Disable lenient parsing in DateFormType

[gilisd]

FastDateFormat.parseObject() silently accepted invalid dates by rolling over values (e.g. month 13 became month 1 of the next year). Use SimpleDateFormat with setLenient(false) to reject invalid dates.

Check List:

• Unit tests: YES
• Documentation: NA

[jbarrez]

Thanks @gilisd,

Good catch.

Looking at the existing code, there is now the dateFormat field which gets initialized in the constructor. However, it's now only used in the other method. Isn't there anything in the FastDateFormat class that can be used to reuse the field?

[gilisd]

Thanks @gilisd,

Good catch.

Looking at the existing code, there is now the dateFormat field which gets initialized in the constructor. However, it's now only used in the other method. Isn't there anything in the FastDateFormat class that can be used to reuse the field?

Good point. FastDateFormat does not support setLenient(false) — it is explicitly lenient by default, so it cannot be used for strict parsing.

We addressed your concern by removing the dateFormat field entirely. Both methods now use a local SimpleDateFormat instance, which keeps the code consistent and avoids shared state.

Thread-safety is preserved since local variables are per-thread. The overhead of creating a new instance per call is acceptable as these methods are not expected to be called frequently on the same object.

[filiphr]

@gilisd in order to avoid the creation of the date pattern on every conversion, can't we create 2 fields? Thread safety is fine since we are not going to change those 2 fields at any time.

[filiphr]

@gilisd, thinking a bit more about this. This PR now fully disables lenient parsing and we switch the date format from FastDateFormat to SimpleDateFormat.

Looking at the Javadoc of FastDateFormat it says:

Javadoc cites for the year pattern: For formatting, if the number of pattern letters is 2, the year is truncated to 2 digits; otherwise it is interpreted as a number. Starting with Java 1.7 a pattern of 'Y' or 'YYY' will be formatted as '2003', while it was '03' in former Java versions. FastDateFormat implements the behavior of Java 7.

Perhaps we need to keep the FastDateFormat for the formatting, otherwise it could be a behaviour change. Additionally, we perhaps need to offer lenientDateFormat or lenientDateFormatParse as a boolean flag to FormProperty and DateFormType in order to allow for backwards compatibility in case someone relied on the lenient parsing.

[DavidGilis]

@jbarrez @filiphr Thanks for the review. I've reworked the PR based on your comments — a summary of what changed and why:

FastDateFormat field restored — formatting unchanged. convertModelValueToFormValue and the lenient parse path use the shared FastDateFormat field again, so there is no behaviour change in formatting. Side note on the Y-pattern concern: that javadoc passage describes the Java ≤6 vs 7+ difference, and on the JDK 17 baseline both implementations produce identical output for the patterns I tested. Keeping FastDateFormat for formatting still seems the safer choice, so I did.
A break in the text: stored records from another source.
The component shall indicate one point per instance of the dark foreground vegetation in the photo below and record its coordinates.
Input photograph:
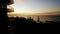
(29, 25)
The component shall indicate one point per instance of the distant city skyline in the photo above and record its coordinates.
(36, 6)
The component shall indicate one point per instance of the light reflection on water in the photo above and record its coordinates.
(44, 18)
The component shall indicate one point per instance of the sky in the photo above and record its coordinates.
(36, 6)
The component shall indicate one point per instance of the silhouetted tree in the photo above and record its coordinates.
(3, 15)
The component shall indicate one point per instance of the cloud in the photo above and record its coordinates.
(21, 2)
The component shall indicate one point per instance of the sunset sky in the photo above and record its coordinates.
(36, 6)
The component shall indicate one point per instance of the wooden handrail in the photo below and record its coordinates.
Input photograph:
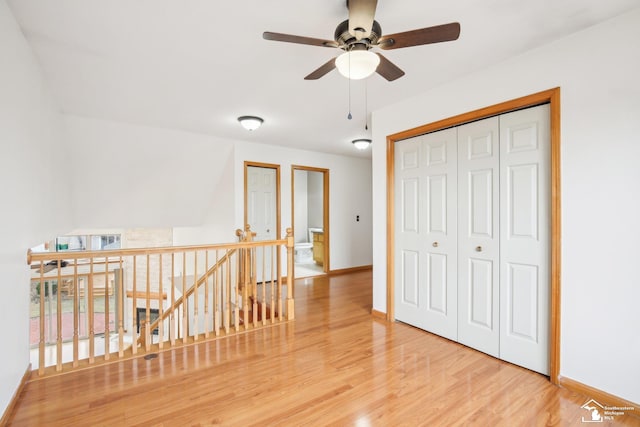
(243, 290)
(189, 292)
(113, 253)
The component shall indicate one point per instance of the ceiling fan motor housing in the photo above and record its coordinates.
(348, 42)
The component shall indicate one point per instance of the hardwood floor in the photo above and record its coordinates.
(334, 365)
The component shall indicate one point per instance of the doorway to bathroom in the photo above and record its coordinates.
(310, 213)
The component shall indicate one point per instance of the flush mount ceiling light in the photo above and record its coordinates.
(250, 122)
(361, 144)
(357, 64)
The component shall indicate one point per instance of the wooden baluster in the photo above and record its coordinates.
(134, 302)
(236, 306)
(254, 285)
(273, 275)
(227, 298)
(290, 303)
(172, 318)
(195, 296)
(245, 289)
(279, 295)
(216, 296)
(76, 314)
(147, 322)
(90, 314)
(160, 306)
(185, 311)
(58, 319)
(206, 295)
(120, 295)
(41, 343)
(106, 309)
(264, 287)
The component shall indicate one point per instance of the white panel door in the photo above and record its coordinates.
(410, 269)
(524, 238)
(426, 229)
(478, 236)
(439, 151)
(262, 212)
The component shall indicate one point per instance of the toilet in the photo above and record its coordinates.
(303, 251)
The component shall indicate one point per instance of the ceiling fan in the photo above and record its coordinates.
(359, 34)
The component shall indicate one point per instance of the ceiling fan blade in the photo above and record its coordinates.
(324, 69)
(279, 37)
(388, 69)
(361, 14)
(437, 34)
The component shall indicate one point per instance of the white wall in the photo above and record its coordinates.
(350, 195)
(597, 71)
(137, 176)
(34, 191)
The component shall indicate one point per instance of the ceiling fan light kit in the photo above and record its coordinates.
(250, 123)
(361, 33)
(357, 64)
(361, 144)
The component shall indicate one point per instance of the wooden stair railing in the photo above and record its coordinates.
(143, 339)
(80, 324)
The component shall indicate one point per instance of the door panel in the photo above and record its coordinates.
(472, 241)
(439, 244)
(426, 227)
(262, 215)
(410, 278)
(525, 239)
(478, 243)
(410, 300)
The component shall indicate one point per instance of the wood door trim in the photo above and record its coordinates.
(552, 97)
(248, 164)
(325, 209)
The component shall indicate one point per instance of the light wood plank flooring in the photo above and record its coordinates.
(333, 365)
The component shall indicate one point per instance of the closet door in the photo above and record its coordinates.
(409, 268)
(440, 247)
(524, 238)
(478, 236)
(426, 229)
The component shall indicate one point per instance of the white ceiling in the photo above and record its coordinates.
(197, 65)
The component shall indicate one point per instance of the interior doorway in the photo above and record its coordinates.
(262, 210)
(310, 220)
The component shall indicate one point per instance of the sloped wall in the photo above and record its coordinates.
(35, 203)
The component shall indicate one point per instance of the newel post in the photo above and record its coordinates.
(290, 303)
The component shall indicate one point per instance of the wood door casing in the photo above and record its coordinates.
(551, 96)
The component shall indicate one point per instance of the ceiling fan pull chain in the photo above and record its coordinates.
(349, 116)
(366, 105)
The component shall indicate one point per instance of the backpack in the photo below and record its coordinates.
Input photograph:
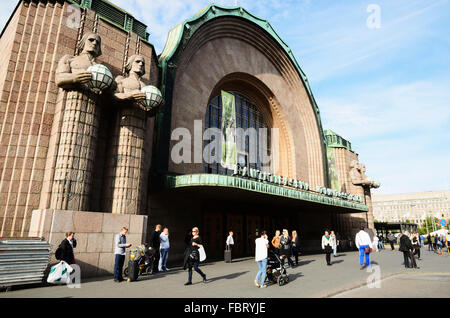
(59, 253)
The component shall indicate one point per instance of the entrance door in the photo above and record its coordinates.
(235, 223)
(254, 228)
(212, 236)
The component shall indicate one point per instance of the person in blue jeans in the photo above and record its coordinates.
(380, 242)
(363, 241)
(120, 244)
(164, 250)
(261, 246)
(192, 250)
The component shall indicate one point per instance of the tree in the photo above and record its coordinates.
(427, 226)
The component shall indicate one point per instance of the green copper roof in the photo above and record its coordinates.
(335, 141)
(214, 11)
(213, 180)
(115, 15)
(183, 32)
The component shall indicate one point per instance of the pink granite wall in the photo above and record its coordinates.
(94, 234)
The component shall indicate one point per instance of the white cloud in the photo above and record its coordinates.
(400, 131)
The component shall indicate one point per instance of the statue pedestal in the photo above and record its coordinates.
(94, 232)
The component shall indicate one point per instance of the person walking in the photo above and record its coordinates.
(438, 241)
(363, 243)
(295, 246)
(66, 247)
(156, 243)
(380, 241)
(276, 242)
(261, 246)
(120, 244)
(338, 238)
(230, 241)
(391, 239)
(164, 250)
(187, 239)
(285, 248)
(192, 256)
(375, 242)
(334, 243)
(326, 246)
(416, 244)
(406, 247)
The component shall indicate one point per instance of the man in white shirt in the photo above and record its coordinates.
(261, 246)
(363, 241)
(230, 241)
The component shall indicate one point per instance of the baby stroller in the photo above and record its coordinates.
(276, 272)
(140, 262)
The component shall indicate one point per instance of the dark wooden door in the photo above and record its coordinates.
(254, 228)
(235, 223)
(212, 234)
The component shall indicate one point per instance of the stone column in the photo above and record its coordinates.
(76, 153)
(126, 166)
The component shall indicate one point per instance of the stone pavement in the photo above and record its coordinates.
(311, 279)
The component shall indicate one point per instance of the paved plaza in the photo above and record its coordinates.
(312, 278)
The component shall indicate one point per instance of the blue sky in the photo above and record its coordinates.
(386, 89)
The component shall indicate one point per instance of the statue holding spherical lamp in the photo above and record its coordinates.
(82, 80)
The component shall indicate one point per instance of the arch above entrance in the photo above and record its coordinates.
(225, 50)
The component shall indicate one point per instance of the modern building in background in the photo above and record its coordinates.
(415, 207)
(71, 160)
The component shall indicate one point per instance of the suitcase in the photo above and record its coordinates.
(227, 255)
(133, 270)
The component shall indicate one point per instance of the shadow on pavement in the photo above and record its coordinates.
(305, 262)
(293, 277)
(230, 276)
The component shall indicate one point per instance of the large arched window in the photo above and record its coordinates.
(247, 116)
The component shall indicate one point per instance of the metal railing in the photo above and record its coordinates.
(23, 261)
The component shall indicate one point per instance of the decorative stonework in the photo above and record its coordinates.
(358, 175)
(78, 140)
(125, 166)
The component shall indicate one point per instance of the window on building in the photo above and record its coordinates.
(247, 116)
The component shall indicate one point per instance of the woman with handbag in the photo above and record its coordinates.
(295, 246)
(65, 249)
(363, 243)
(285, 248)
(326, 246)
(192, 256)
(416, 244)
Why the strict parse path has no second field. Strict parsing now uses DateUtils.parseDateStrictly(value, datePattern), which besides disabling leniency also rejects trailing characters — a plain non-lenient SimpleDateFormat still accepted "15/06/2024abc", since parse() only matches a prefix. On the two-fields suggestion: form types registered on the engine (the default "date" type and anything in customFormTypes) are engine-wide singletons used concurrently, and SimpleDateFormat is unsafe under concurrent use even when the field reference never changes — its internal Calendar mutates during parse. The per-datePattern instances are in any case rebuilt on every form command by FormHandlerHelper, so a parse-side field would save one pattern compilation per submit. A local parse seemed the better trade-off.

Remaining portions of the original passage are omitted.